I'm not speaking out of school. Even the conservative Harvard historical sociologist Orlando Patterson, in his definitive work Slavery and Social Death, describes the emancipated slaves of the familia Caesaris of ancient Rome in the context of being slaves because...drumroll please...the one that giveth can taketh away. That's why even emancipated slaves are expected to maintain a posture of gratitude toward the (former) master class. Paul's whole idea is formulated so that white people might be free of the incursions of the state on their freedoms, without any consideration of the fate of black people. DL can laugh along with him, but Paul isn't talking about doing this FOR black people. He is not accountable to black people, and he wouldn't change the plan if black people said it was still the same shit as before (or worse). Paul is basically content to see black people being decided ABOUT rather than being decisionmakers. All he really wants is white supremacist states' rights, which is just as bad for black people as is a white supremacist centralized federal government.

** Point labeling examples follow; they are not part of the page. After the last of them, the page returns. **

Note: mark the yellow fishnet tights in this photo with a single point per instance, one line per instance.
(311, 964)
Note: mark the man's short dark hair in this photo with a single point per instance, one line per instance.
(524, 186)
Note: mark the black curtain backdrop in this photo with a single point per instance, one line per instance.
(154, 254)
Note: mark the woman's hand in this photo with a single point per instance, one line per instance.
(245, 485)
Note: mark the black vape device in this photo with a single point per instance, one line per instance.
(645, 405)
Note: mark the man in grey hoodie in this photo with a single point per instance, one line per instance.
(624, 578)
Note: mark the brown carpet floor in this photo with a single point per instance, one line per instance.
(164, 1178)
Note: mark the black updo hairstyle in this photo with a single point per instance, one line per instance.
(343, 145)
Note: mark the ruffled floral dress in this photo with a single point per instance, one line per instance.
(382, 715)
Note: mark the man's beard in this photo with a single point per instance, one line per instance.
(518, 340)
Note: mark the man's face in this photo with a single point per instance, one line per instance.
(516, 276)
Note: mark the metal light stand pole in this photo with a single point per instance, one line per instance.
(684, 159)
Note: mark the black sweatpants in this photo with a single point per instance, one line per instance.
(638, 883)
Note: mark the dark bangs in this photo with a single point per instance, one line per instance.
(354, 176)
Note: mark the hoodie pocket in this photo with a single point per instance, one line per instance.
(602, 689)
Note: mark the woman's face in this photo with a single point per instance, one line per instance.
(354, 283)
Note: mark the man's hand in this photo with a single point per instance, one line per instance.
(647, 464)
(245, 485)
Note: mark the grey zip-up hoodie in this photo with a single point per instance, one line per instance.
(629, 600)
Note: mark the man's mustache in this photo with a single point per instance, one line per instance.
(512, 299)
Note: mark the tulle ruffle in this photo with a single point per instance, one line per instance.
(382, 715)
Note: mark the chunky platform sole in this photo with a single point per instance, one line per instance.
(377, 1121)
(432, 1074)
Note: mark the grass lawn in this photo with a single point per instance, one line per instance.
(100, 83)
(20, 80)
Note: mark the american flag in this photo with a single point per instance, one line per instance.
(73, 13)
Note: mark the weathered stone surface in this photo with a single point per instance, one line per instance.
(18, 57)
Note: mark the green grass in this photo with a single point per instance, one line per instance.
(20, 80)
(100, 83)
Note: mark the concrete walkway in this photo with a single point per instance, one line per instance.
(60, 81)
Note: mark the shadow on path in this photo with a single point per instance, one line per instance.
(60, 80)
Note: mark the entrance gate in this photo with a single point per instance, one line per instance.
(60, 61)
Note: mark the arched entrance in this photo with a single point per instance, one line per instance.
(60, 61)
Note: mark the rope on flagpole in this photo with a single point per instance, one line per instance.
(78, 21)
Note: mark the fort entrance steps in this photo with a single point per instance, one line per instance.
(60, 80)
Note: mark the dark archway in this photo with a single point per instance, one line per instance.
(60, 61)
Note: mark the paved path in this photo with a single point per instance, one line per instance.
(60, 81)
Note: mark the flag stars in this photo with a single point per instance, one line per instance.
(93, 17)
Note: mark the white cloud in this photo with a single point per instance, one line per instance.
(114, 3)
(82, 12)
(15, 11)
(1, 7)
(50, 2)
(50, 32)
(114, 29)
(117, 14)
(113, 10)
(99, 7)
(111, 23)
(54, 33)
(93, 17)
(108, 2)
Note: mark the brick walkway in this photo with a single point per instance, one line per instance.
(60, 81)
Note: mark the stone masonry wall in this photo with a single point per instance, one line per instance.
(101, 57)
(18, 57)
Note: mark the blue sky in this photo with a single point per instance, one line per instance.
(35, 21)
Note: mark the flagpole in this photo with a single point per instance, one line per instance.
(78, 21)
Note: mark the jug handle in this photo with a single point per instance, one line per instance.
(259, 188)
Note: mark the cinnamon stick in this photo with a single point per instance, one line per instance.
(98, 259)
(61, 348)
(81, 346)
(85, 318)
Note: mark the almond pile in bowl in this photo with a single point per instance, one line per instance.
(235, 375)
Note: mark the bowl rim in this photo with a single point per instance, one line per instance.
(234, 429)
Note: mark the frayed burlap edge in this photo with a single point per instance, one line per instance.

Finally, Paul claims that this solution worked to resolve slavery in other places. Well, whatever events of slavery he is talking about, the matter of black slavery has not been resolved. That's part of the whole point of Modernity. Modernity is a network of entangled conflicts and antagonisms, and the fundamental antagonisms are between those who are recognized as humans and those whose humanity is always a big question mark. There is no place in the world where black people are that their blackness is not STILL in some way still tied to the slave or colonial (slave) past-- not in Brazil, Dominican Republic, Haiti, Venezuela, Cuba, México, the rest of the Caribbean, anywhere in Europe, Asia, or Africa. Moreover, there is something ethically bankrupt about the way Paul treats slavery as though it were a matter of dollars and cents. Historian David Eltis has shown that, if it were all about money, Europe could have enslaved its poor far more profitably. Slavery was also about the figurative uses of the slaves themselves-- various ways we were available to them to be enjoyed. The powerful ideological work we do can be even more effective in producing "the consent of the [white] governed" as any material we produce. It's sorta like the usages of a giggling black comedian acting as a journalist while a southern white man tells him that, basically, he would have sold him north and that would have resolved the slavery crisis. ha. ha.

I guess this clip points up the importance of the work that those of us who teach the teachers do. Hughley should be better equipped to do more than giggle along with Paul as though they share a joke. As skilled as DL was on this show, it ended with the hand that giveth taking away, so he may as well have been saying radical shit all along. Ron Paul's close association with white supremacists says waaaay more about who he is politically accountable to than does a 8-minute segment in which he holds his nose and deigns to share the screen with a black man. And Hughley's actions show that he didn't really know that the joke was ultimately on him and on all of us.